The first time in my near-six year spell as a parent I finally had the fabled ‘supermarket meltdown’.
Not for transparency sake I’ll admit, the meltdown began the Moment we left the house and I had the nerve, the gaul to…hold my two year olds hand whilst walking to the shops.
30 minutes later and, well we get to the shops. I’ve been kicked, hit and screamed at for the entire walk because my unruly toddler didn’t want to hold my hand…but also didn’t want to be carried.
And then it happened. Lemons. We didn’t need lemons. He didn’t truly even want them. But alas, he decided this was his hill to die on, and oh boy.
Told him no. Offered him my hand. Nothing. He wouldn’t budge from the lemons. My eldest is off doing her own thing with grandad, but even they heard what was to come: the scream. So much screaming.
I scooped him up whilst trying to hold a jar of Bolagnese sauce and a packet of Garlic and Herb New Potatoes and quickly made my way to the middle of the store. As my toddler screams with the intensity of a thousand angry sun-gods I hand him the goods and make my way outside, away from judging eyes. My son then proceeds to scream for a further five minutes before ultimately, giving in and accepting defeat.
So yeah. That was my Sunday afternoon. I handled it fine but bloody hell it took the shine of what should have been a nice little walk.
How have your kids pissed you off recently??
Ah, the supermarket meltdown. I’ve had a few of those in 4 years of dadding! My lad enjoys the “lie down like a soggy plank in the middle of the aisle” tactic, which is good for absolute maximum social embarrassment.

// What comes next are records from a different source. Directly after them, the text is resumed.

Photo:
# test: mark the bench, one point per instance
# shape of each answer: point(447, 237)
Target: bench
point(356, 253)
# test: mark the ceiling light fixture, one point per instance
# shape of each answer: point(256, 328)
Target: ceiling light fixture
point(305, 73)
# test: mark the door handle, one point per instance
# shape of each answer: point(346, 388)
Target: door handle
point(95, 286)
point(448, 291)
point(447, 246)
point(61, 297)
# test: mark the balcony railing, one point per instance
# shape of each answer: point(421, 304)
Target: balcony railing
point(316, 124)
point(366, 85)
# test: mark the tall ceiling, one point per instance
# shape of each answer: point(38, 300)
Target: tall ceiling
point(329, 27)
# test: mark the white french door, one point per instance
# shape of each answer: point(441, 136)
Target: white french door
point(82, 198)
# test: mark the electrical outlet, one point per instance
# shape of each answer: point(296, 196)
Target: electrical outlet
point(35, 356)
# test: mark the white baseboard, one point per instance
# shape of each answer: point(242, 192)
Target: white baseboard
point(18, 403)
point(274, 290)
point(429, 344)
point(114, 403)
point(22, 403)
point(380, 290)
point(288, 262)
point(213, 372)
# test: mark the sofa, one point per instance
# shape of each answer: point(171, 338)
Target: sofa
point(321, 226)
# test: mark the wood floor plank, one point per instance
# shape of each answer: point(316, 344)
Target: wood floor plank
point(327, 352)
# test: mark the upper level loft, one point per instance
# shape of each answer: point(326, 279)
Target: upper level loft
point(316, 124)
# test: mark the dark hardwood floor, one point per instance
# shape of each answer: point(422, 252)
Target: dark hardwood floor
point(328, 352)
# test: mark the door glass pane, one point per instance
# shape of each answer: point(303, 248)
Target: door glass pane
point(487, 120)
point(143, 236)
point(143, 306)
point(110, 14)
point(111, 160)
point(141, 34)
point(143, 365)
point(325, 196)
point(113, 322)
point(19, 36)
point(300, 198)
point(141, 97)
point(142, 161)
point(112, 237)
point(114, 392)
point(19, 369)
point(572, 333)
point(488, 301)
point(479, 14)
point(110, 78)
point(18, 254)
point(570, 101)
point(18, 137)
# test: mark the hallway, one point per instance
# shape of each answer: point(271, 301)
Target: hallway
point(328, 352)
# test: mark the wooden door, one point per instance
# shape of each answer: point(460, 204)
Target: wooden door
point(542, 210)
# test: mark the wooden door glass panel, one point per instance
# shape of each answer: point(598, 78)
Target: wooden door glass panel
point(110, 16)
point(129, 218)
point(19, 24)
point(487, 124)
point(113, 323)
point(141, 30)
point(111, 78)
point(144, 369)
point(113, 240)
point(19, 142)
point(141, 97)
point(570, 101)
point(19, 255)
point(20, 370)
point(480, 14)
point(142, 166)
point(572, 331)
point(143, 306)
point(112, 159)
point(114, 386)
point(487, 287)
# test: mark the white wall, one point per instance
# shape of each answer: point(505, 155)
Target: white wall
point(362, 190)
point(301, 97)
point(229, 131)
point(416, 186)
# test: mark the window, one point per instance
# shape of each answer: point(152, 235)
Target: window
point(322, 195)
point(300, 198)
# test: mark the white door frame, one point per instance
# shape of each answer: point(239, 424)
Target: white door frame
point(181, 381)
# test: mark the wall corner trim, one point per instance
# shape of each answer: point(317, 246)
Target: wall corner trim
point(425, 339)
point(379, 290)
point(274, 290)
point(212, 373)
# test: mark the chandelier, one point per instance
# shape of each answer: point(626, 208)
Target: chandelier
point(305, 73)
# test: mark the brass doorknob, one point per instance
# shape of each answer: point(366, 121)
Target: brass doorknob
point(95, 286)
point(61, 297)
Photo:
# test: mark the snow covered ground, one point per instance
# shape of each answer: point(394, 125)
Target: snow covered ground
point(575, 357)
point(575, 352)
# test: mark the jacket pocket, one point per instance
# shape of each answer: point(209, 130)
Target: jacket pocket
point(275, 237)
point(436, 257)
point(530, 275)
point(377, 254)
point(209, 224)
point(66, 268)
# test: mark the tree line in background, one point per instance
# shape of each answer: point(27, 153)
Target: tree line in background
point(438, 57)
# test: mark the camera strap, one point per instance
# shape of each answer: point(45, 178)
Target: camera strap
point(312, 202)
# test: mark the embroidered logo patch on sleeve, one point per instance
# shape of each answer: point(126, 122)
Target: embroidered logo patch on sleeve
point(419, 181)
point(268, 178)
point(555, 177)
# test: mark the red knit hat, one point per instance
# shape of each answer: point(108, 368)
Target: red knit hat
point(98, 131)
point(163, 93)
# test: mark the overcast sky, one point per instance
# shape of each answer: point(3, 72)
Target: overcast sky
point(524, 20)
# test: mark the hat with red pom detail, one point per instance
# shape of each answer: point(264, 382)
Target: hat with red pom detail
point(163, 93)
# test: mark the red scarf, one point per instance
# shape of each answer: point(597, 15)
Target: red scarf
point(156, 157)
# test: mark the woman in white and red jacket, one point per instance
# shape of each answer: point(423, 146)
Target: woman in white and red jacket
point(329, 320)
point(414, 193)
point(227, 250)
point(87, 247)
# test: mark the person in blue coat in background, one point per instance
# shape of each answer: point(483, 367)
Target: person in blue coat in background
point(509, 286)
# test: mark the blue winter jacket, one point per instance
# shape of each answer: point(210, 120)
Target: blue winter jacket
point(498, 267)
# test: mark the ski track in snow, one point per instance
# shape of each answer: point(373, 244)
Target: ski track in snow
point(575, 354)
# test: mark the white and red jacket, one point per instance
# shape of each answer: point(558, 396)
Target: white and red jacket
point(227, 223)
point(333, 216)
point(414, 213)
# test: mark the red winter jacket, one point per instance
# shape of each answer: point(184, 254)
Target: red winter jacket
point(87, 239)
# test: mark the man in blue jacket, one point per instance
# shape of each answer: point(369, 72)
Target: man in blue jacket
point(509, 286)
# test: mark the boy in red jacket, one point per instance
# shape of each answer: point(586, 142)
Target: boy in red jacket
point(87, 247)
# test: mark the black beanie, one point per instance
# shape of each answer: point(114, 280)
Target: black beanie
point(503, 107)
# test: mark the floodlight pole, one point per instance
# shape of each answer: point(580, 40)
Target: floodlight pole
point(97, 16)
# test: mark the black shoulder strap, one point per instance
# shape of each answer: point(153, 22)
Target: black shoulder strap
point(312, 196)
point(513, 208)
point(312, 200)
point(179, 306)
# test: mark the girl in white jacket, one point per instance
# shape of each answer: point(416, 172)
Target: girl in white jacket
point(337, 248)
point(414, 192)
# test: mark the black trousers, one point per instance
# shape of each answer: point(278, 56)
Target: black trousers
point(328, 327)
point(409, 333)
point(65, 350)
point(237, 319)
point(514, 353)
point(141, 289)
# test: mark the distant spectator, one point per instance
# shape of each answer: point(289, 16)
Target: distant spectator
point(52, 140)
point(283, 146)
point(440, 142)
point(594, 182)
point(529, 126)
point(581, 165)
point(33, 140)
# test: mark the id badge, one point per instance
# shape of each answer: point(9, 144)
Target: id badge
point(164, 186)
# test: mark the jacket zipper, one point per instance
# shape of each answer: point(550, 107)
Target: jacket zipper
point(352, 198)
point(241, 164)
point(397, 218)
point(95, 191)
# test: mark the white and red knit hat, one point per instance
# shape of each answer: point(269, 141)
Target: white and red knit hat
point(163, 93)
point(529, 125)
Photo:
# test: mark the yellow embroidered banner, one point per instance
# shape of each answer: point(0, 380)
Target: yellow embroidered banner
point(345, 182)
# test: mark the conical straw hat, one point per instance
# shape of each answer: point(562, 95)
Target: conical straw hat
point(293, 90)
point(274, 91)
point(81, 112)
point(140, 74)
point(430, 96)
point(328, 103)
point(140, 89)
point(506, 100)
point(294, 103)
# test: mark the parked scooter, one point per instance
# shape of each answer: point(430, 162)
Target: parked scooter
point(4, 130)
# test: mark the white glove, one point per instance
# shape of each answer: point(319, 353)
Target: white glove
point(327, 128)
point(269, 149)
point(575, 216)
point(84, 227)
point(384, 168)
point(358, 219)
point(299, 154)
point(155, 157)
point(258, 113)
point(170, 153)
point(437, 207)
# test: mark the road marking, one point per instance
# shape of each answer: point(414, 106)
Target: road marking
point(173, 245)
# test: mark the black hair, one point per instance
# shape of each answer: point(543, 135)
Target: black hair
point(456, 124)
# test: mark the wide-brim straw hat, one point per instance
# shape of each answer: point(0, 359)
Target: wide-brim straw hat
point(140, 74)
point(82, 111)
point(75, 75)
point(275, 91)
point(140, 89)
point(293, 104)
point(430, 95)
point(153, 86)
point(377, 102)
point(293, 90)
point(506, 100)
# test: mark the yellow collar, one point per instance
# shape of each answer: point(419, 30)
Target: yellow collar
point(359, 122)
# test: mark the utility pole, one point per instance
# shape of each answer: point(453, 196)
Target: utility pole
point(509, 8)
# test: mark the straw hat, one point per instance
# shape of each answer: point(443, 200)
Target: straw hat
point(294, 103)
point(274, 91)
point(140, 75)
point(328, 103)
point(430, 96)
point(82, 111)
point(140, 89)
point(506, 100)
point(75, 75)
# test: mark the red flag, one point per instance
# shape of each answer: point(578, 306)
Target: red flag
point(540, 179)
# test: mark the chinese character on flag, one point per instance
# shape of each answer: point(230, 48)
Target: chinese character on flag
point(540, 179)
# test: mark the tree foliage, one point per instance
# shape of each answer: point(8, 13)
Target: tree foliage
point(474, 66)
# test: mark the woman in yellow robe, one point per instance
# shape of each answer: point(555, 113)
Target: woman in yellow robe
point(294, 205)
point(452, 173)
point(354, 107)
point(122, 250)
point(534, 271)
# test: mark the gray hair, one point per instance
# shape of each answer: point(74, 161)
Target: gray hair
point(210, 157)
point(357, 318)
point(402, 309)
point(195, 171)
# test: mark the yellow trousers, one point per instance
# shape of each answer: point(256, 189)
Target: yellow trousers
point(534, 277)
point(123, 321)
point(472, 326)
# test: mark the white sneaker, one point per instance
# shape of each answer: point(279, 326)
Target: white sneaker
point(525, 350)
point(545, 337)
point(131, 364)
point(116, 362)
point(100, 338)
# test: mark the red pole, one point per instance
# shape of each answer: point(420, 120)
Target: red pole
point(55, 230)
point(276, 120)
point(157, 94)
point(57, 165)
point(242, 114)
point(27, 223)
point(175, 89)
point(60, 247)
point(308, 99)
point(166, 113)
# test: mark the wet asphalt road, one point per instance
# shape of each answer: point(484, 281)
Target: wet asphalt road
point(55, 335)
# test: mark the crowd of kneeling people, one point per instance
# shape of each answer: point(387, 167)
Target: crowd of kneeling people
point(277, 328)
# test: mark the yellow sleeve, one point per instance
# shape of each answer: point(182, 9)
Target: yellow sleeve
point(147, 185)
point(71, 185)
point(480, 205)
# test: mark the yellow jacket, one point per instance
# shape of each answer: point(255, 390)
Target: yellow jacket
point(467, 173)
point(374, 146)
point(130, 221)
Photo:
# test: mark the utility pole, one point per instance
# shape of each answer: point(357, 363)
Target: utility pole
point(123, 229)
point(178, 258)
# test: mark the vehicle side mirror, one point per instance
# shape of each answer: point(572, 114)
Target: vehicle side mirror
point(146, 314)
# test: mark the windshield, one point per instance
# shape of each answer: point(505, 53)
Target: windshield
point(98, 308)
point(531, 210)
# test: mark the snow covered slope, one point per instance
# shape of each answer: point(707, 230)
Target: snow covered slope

Had a particularly surreal argument yesterday when driving somewhere. “What road are we on?” he asks, and I answer. “No we’re not, we’re on [a different road]!” Fifteen minutes of increasing angry and tearful refusals to believe which road we were on, much to our parental complete bafflement. You’ve got to laugh, really.
This probably doesn’t work for every kid, but when my niece did this I would reinforce the correct answer once or twice and then when she’d insist I’d go rogue. It always managed to defuse/derail what would otherwise be escalating chaos.
Using your example:
My son would do everything you’ve said. He’d also make it absolutely impossible to get him into his car seat as he’d arch his back and scream and then climb about inside the car. It once took me 25 minutes to get him in outside the supermarket. He’s 6 now and he still kicks up a fuss! Standing near the entrance and refusing to move and eventually crying and running over as I keep moving away. I really don’t know what his issue with them is.
His sister who’s 18 months now is an absolute dream to take. She never makes a sound, happily sitting in the seat and observing.